Canada's high court has opened the way to rich people in Quebec getting to buy care unavailable to poor people in violation of federal law providing equal care for all. The Court's justification is a Quebec constitutional clause protecting a person's "life and personal security, inviolability and freedom."
Now, if people are facing some delay in health care service, there are a lot of ways to address that problem other than giving the wealthy special access to private care. Poor Americans face that every day, yet no constitutional court jumps in to mandate health care help for them.
But the problem is that courts are particularly incompetent in dealing with budgetary matters. Because they are reluctant to just mandate increases taxes to pay for better care, they prefer some legal rule to avoid budget solutions, even if they are the heart of the issue involved. More spending on better care for all Canadians might address the problem in this case, but the Court avoided that solution.

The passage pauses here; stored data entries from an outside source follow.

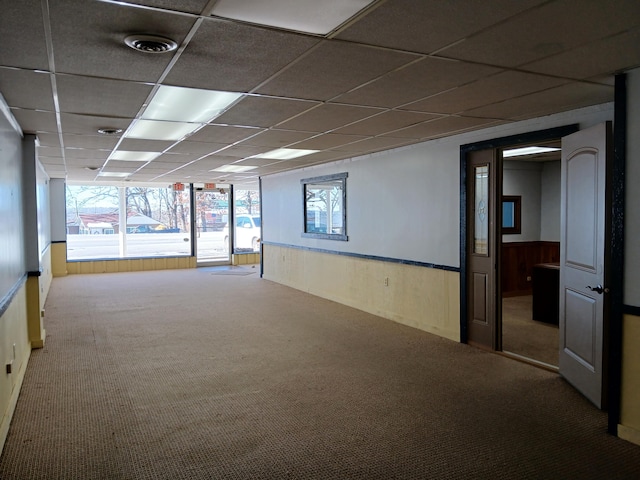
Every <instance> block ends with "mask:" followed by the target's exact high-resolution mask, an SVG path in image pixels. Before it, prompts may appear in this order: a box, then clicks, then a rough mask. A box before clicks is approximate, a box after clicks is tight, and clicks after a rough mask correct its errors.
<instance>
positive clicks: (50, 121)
mask: <svg viewBox="0 0 640 480" xmlns="http://www.w3.org/2000/svg"><path fill="white" fill-rule="evenodd" d="M11 113H12V114H13V116H14V117H16V120H17V121H18V124H19V125H20V127H21V128H22V131H23V132H24V133H39V132H49V133H52V132H57V131H58V124H57V122H56V114H55V113H53V112H41V111H39V110H22V109H18V108H12V109H11Z"/></svg>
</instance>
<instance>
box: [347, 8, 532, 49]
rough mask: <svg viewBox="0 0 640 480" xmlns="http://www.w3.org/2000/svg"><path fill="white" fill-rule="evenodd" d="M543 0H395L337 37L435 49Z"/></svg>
mask: <svg viewBox="0 0 640 480" xmlns="http://www.w3.org/2000/svg"><path fill="white" fill-rule="evenodd" d="M540 3H544V1H543V0H519V1H517V2H514V1H512V0H492V1H491V2H478V1H477V0H456V1H455V2H443V1H442V0H420V1H419V2H417V1H415V0H394V1H392V2H383V3H382V5H380V6H379V7H378V8H376V9H375V10H373V11H372V12H370V13H369V14H367V15H366V16H364V17H363V18H362V19H360V20H358V21H357V22H354V23H353V24H352V25H350V26H349V27H347V28H346V29H344V30H343V31H342V32H340V33H339V34H338V35H337V38H340V39H344V40H350V41H355V42H362V43H370V44H372V45H380V46H384V47H389V48H397V49H400V50H408V51H413V52H421V53H433V52H434V51H436V50H438V49H439V48H442V47H444V46H446V45H449V44H451V43H454V42H456V41H458V40H461V39H463V38H466V37H468V36H469V35H471V34H473V33H475V32H478V31H481V30H483V29H485V28H487V27H488V26H490V25H493V24H496V23H499V22H502V21H503V20H505V19H506V18H509V17H510V16H512V15H515V14H517V13H519V12H522V11H524V10H526V9H528V8H531V7H532V6H535V5H537V4H540Z"/></svg>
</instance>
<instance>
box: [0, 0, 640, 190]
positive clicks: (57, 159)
mask: <svg viewBox="0 0 640 480" xmlns="http://www.w3.org/2000/svg"><path fill="white" fill-rule="evenodd" d="M233 3H234V2H229V1H224V2H223V1H222V0H220V1H218V2H216V1H215V0H188V1H183V2H171V1H168V0H147V1H144V0H139V1H134V0H131V1H117V2H115V1H108V0H21V1H20V2H15V1H10V0H2V15H1V16H0V38H2V42H3V47H2V49H0V93H1V94H2V95H3V97H4V98H5V101H6V103H7V104H8V105H9V107H10V109H11V112H12V113H13V115H14V116H15V118H16V120H17V122H18V123H19V125H20V127H21V128H22V130H23V131H24V132H25V133H31V134H36V135H37V137H38V141H39V147H38V148H37V151H38V156H39V159H40V161H41V162H42V164H43V165H44V167H45V169H46V170H47V172H48V173H49V175H50V176H51V177H52V178H66V179H67V180H68V181H69V182H84V183H92V182H101V183H104V182H114V181H120V180H122V178H123V177H109V176H105V174H109V173H110V172H112V173H126V174H127V176H126V177H124V178H126V180H127V181H132V182H153V183H159V182H160V183H167V184H168V183H173V182H185V183H191V182H194V183H199V182H217V183H234V184H238V185H256V184H257V179H258V178H259V177H260V176H262V175H267V174H271V173H276V172H280V171H285V170H290V169H297V168H301V167H305V166H310V165H315V164H320V163H326V162H331V161H335V160H340V159H345V158H352V157H357V156H360V155H365V154H369V153H373V152H377V151H381V150H387V149H391V148H396V147H401V146H405V145H410V144H414V143H418V142H422V141H426V140H430V139H435V138H440V137H445V136H449V135H453V134H457V133H461V132H466V131H471V130H477V129H481V128H486V127H489V126H493V125H499V124H504V123H509V122H514V121H519V120H523V119H527V118H533V117H539V116H543V115H548V114H552V113H556V112H561V111H566V110H570V109H575V108H579V107H585V106H589V105H597V104H601V103H606V102H610V101H612V100H613V86H612V85H613V76H614V75H615V74H616V73H620V72H624V71H626V70H629V69H631V68H634V67H637V66H639V65H640V48H638V45H640V2H638V1H637V0H609V1H606V2H605V1H602V0H552V1H548V0H545V1H542V0H519V1H517V2H514V1H513V0H493V1H489V2H478V1H475V0H459V1H455V2H443V1H441V0H421V1H415V0H387V1H375V2H373V3H372V4H371V5H369V6H368V7H366V8H365V9H364V10H362V11H360V13H357V14H356V15H355V16H354V17H352V18H351V19H349V20H348V21H346V22H345V23H343V24H341V25H340V26H338V27H336V28H335V29H334V30H332V31H331V32H329V33H314V34H309V33H301V32H299V31H293V30H289V29H285V28H282V27H273V26H264V25H260V24H257V23H256V22H258V23H259V22H260V18H261V17H260V12H258V11H257V12H256V15H251V12H250V11H247V5H249V6H250V5H251V2H249V1H246V0H245V1H243V2H240V1H238V2H237V3H238V5H242V6H243V8H244V10H243V13H242V15H239V16H238V18H239V19H237V18H223V17H221V16H218V15H216V13H218V14H225V15H226V12H227V10H228V8H230V7H231V8H232V7H233ZM341 3H347V2H341V1H340V0H324V1H320V0H317V1H314V2H311V4H310V5H313V6H314V7H315V8H318V6H321V7H320V8H326V9H331V8H335V7H336V5H339V4H341ZM351 3H354V2H351ZM355 3H359V4H362V5H360V7H361V6H363V5H365V4H366V3H367V2H362V1H359V2H355ZM360 7H358V8H360ZM351 8H352V7H351ZM263 10H264V9H263ZM277 12H278V10H277V9H273V10H272V11H271V12H269V13H270V21H271V23H272V24H273V23H274V22H275V23H276V24H278V22H279V18H278V15H279V14H278V13H277ZM294 13H296V14H297V15H298V18H300V12H294ZM351 13H353V12H351ZM351 13H350V14H351ZM309 15H313V14H312V13H310V14H309ZM303 17H304V15H303ZM246 19H250V21H251V22H253V23H249V22H247V21H245V20H246ZM304 25H306V23H305V24H304ZM304 25H302V26H301V27H300V28H299V29H304V28H306V27H305V26H304ZM314 28H315V27H314ZM132 34H153V35H160V36H163V37H166V38H169V39H171V40H173V41H175V42H176V43H177V44H178V48H177V49H176V50H175V51H173V52H169V53H162V54H158V53H154V54H149V53H142V52H139V51H136V50H133V49H131V48H130V47H128V46H127V45H126V44H125V42H124V39H125V38H126V37H128V36H129V35H132ZM163 85H166V86H173V87H176V86H177V87H187V88H192V89H204V90H216V91H223V92H233V93H239V94H241V95H240V97H239V99H238V100H237V101H235V102H234V103H232V104H231V105H230V106H229V107H227V109H226V110H224V111H223V112H222V113H221V114H220V115H218V116H216V117H214V118H212V119H210V120H208V121H207V123H206V124H204V125H200V126H199V127H198V129H196V130H195V131H193V132H191V133H188V134H186V135H185V136H183V137H181V138H179V139H178V140H170V139H168V138H164V137H163V135H162V134H161V133H160V134H158V135H157V137H158V138H155V137H154V138H131V136H130V135H128V133H127V132H129V131H131V130H132V129H133V126H134V124H135V123H136V121H137V120H138V119H140V118H142V117H143V115H144V111H145V108H146V105H148V104H149V103H150V102H151V101H152V100H153V97H154V95H155V94H156V92H157V91H158V90H159V89H160V86H163ZM165 90H166V89H165ZM101 128H110V129H116V130H121V132H119V133H117V134H115V135H113V136H107V135H101V134H99V133H98V130H99V129H101ZM161 131H162V130H160V129H158V130H157V132H161ZM279 148H289V149H306V150H312V151H314V153H310V154H308V155H305V156H302V157H298V158H295V159H291V160H279V159H268V158H262V156H263V154H265V153H267V152H270V151H272V150H276V149H279ZM121 152H125V153H121ZM136 152H139V153H136ZM122 158H126V159H127V160H121V159H122ZM228 165H234V166H236V167H241V168H233V167H232V168H230V170H246V171H240V172H236V173H234V172H221V171H219V170H220V169H222V170H229V168H227V167H225V166H228ZM245 167H255V168H252V169H249V170H247V169H246V168H245ZM100 174H102V175H100Z"/></svg>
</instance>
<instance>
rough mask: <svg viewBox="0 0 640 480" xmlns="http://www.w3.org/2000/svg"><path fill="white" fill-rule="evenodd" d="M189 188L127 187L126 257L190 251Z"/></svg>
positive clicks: (187, 254) (150, 255)
mask: <svg viewBox="0 0 640 480" xmlns="http://www.w3.org/2000/svg"><path fill="white" fill-rule="evenodd" d="M189 194H190V193H189V190H188V189H185V190H183V191H178V192H176V191H174V190H173V189H172V188H150V187H127V189H126V199H127V200H126V201H127V233H128V235H127V243H126V254H125V256H126V257H129V258H131V257H135V258H140V257H164V256H182V255H191V227H190V225H191V208H190V202H189Z"/></svg>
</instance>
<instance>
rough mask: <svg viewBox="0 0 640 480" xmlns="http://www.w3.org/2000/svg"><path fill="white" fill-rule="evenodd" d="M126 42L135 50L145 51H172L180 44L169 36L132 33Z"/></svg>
mask: <svg viewBox="0 0 640 480" xmlns="http://www.w3.org/2000/svg"><path fill="white" fill-rule="evenodd" d="M124 42H125V43H126V44H127V45H129V46H130V47H131V48H133V49H135V50H139V51H141V52H144V53H165V52H172V51H173V50H175V49H176V48H178V44H177V43H176V42H174V41H173V40H171V39H169V38H164V37H158V36H156V35H130V36H128V37H127V38H125V39H124Z"/></svg>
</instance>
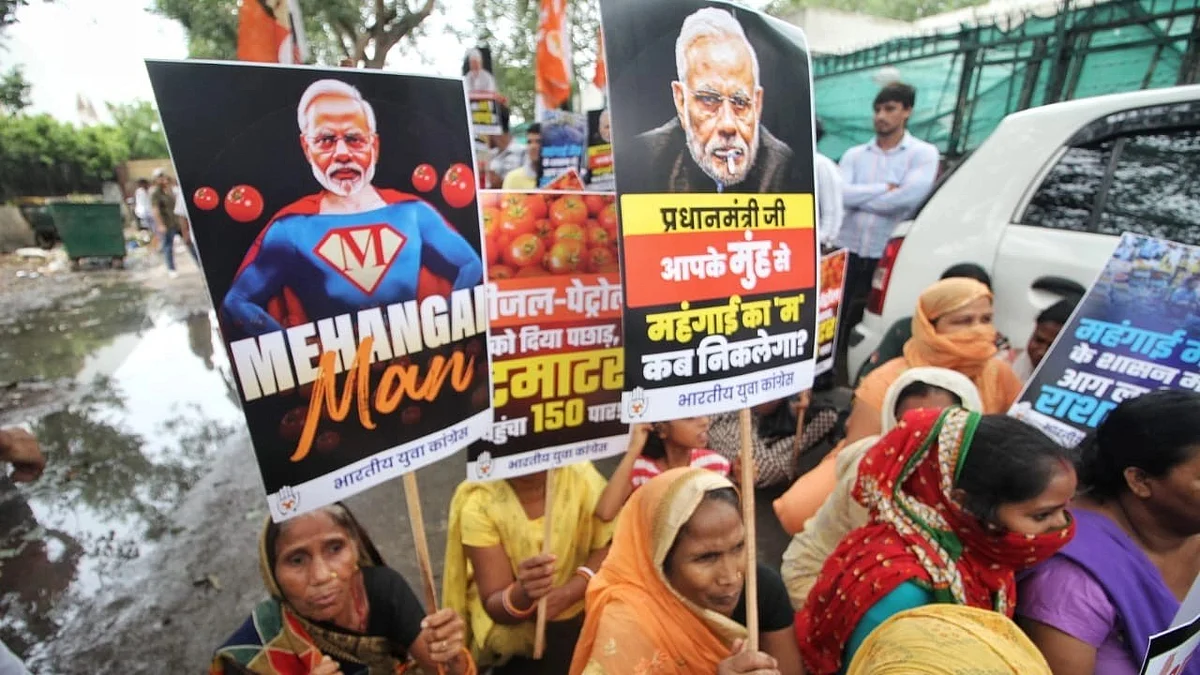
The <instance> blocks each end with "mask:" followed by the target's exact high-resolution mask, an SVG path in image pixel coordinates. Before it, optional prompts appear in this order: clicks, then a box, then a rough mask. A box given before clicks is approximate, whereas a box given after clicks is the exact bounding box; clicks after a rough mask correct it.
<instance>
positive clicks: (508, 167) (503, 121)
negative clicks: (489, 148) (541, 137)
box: [487, 106, 526, 189]
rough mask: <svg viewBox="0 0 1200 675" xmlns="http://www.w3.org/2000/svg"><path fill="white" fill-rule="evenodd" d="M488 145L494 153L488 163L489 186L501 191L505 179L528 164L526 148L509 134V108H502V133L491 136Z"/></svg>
mask: <svg viewBox="0 0 1200 675" xmlns="http://www.w3.org/2000/svg"><path fill="white" fill-rule="evenodd" d="M487 144H488V147H490V148H491V151H492V159H491V160H490V161H488V162H487V186H488V187H492V189H499V187H500V186H502V185H503V184H504V177H506V175H508V174H509V173H510V172H512V171H514V169H517V168H521V167H522V166H524V163H526V147H524V145H523V144H521V143H516V142H515V141H514V139H512V135H511V133H509V109H508V107H504V106H502V107H500V133H499V135H497V136H490V137H488V138H487Z"/></svg>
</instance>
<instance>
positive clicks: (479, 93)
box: [463, 49, 496, 94]
mask: <svg viewBox="0 0 1200 675" xmlns="http://www.w3.org/2000/svg"><path fill="white" fill-rule="evenodd" d="M463 79H466V80H467V91H468V92H470V94H496V78H494V77H492V73H490V72H487V71H486V70H484V53H482V52H480V50H479V49H472V50H470V52H467V74H464V76H463Z"/></svg>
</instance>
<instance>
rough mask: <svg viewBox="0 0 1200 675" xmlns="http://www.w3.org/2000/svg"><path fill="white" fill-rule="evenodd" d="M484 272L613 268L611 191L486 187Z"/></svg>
mask: <svg viewBox="0 0 1200 675" xmlns="http://www.w3.org/2000/svg"><path fill="white" fill-rule="evenodd" d="M480 198H481V202H482V207H484V233H485V235H486V240H485V244H484V247H485V250H486V252H487V263H488V268H487V277H488V279H490V280H493V281H494V280H497V279H515V277H527V276H552V275H565V274H617V273H618V271H619V267H618V263H617V204H616V203H614V201H613V196H612V195H582V193H568V195H560V196H559V195H547V193H526V192H485V193H481V196H480Z"/></svg>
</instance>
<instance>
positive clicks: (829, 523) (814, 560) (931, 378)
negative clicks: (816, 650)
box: [776, 368, 982, 610]
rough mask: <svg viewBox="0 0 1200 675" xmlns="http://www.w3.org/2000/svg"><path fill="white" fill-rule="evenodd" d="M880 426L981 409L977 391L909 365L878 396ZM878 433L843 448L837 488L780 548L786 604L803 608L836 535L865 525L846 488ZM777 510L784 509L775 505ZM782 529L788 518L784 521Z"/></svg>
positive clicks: (784, 509) (837, 547)
mask: <svg viewBox="0 0 1200 675" xmlns="http://www.w3.org/2000/svg"><path fill="white" fill-rule="evenodd" d="M883 401H884V402H883V410H884V412H883V419H882V423H883V430H884V431H892V430H893V429H895V426H896V424H898V423H899V422H900V418H902V417H904V416H905V413H907V412H908V411H914V410H946V408H948V407H952V406H961V407H965V408H966V410H971V411H978V410H979V408H980V407H982V404H980V402H979V393H978V392H976V388H974V384H972V383H971V381H970V380H967V378H966V377H965V376H962V375H959V374H958V372H954V371H953V370H946V369H944V368H914V369H912V370H907V371H905V372H904V374H902V375H901V376H900V377H899V378H898V380H896V381H895V382H894V383H893V384H892V387H890V388H889V389H888V395H887V396H886V398H884V399H883ZM878 440H880V437H878V436H869V437H866V438H863V440H862V441H859V442H857V443H854V444H853V446H850V447H847V448H846V449H844V450H842V452H841V454H839V455H838V486H836V488H835V489H834V491H833V494H832V495H829V498H828V500H826V502H824V503H823V504H821V509H820V510H817V513H816V515H814V516H812V518H810V519H809V521H808V522H804V524H803V526H802V527H799V533H798V534H796V537H793V538H792V543H791V544H788V546H787V550H786V551H784V563H782V567H781V568H780V573H781V574H782V577H784V584H786V585H787V595H788V596H790V597H791V601H792V607H794V608H796V609H797V610H799V609H803V608H804V602H805V601H806V599H808V597H809V591H811V590H812V584H815V583H816V580H817V575H818V574H820V573H821V567H822V566H824V561H826V560H827V558H828V557H829V554H832V552H833V550H834V549H835V548H838V544H839V543H841V539H842V538H844V537H845V536H846V534H850V533H851V532H852V531H854V530H858V528H859V527H862V526H864V525H866V522H868V515H869V514H868V512H866V508H864V507H863V504H860V503H858V502H856V501H854V497H853V496H852V492H853V491H854V483H856V482H857V479H858V464H859V462H860V461H862V460H863V456H865V455H866V453H868V452H869V450H870V449H871V448H872V447H874V446H875V443H876V442H878ZM776 510H778V512H785V510H786V508H779V507H776ZM784 527H785V530H786V528H788V522H784Z"/></svg>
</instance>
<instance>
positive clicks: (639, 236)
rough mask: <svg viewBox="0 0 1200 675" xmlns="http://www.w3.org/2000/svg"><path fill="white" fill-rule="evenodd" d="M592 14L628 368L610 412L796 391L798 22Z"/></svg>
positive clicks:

Politics requires a whole set of compromises, involving budgets and legal rules and agreed tradeoffs. Courts lack critical budget tools and can't reflect the political tradeoffs that cement long-term agreements. So they intervene with mandated legal rules that are inflexible because they lack those tools.
The Canadian examples is also a reminder to liberals that courts can be more soliticious of the wealthy than the legislative realm-- something progressives were all too aware of in the New Deal era when courts attacked minimum wage and other pro-worker laws but have largely forgotten in the modern era.